The Flame for the Athens 2004 Games was lit on March 25, 2004.

The symbol of peace and friendship among people was lit for the first time in the modern Olympic history in Ancient Olympia in 1936, fourteen years after the revival of the Olympic Games in 1896. For that reason, the Torch Lighting ceremony should have been different to the previous ones. It should have been a unique ceremony, full of symbolisms, in order to leave its hallmark throughout time. It should have been frugal and simple like the Olympic Torch Lighting Ceremonies in ancient Greece but splendid at the same time. March 25 is both a religious and national holiday for Greeks, as they celebrate the Annunciation of the Virgin Mary and the declaration of the Independence War on the Ottoman Turks. The first modern Olympic in Athens were also held on that day under the Julian calendar (April 6 under the Gregorian calendar).

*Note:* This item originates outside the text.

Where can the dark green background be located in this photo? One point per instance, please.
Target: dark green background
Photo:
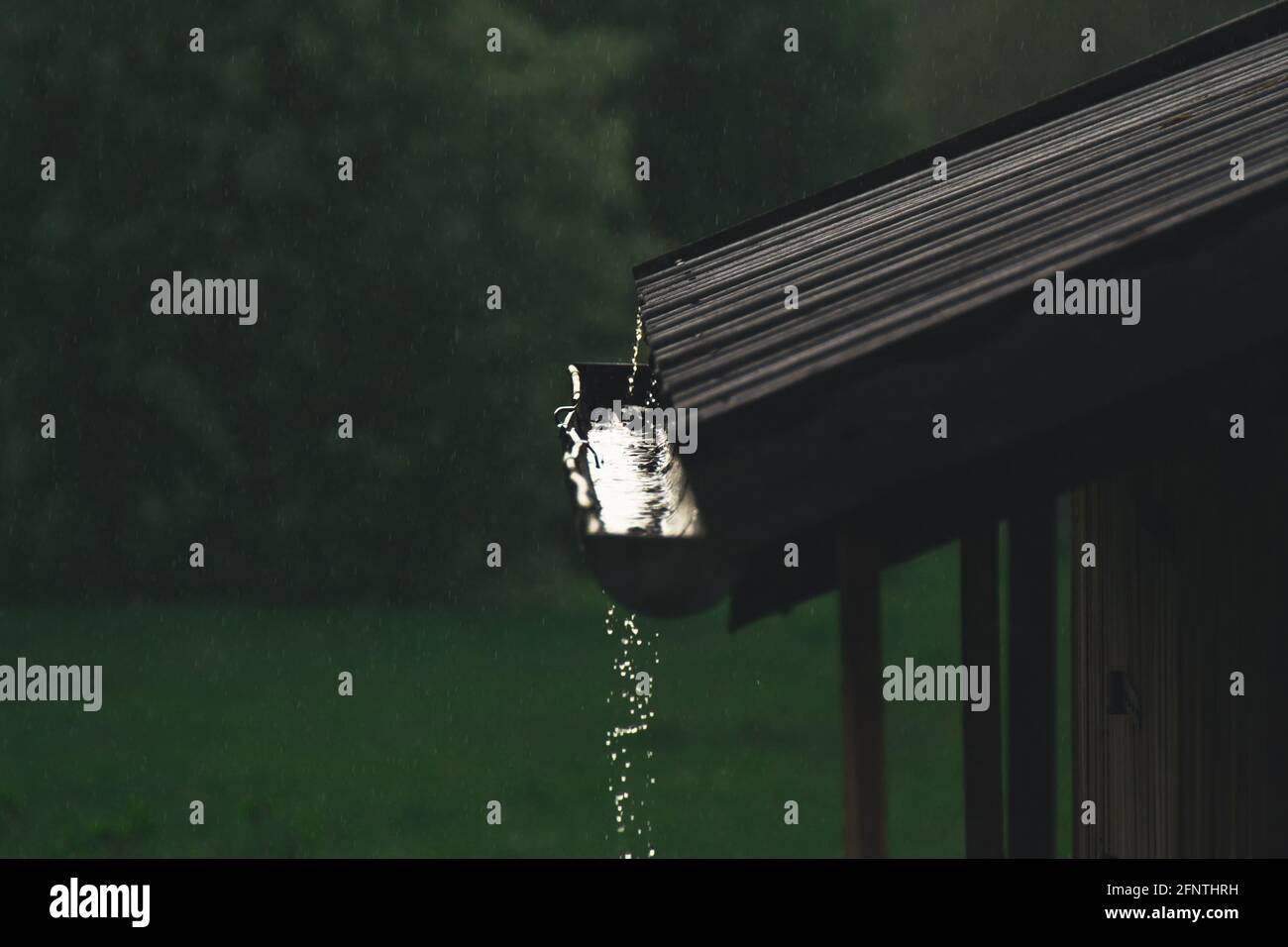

So the HOC decided the Torch Lighting Ceremony was held on Marc 25 in a bid to link the 1898 Olympics to the 2004 Games.

Some 108 years after their revival, the modern Olympics came back to their birthplace, Greece. At the Athens Games, the Olympic Flame was lit in Ancient Olympia but it did not end its long trip to a foreign country. It travelled around the world to return to the Olympic Stadium for the opening ceremony on August 13.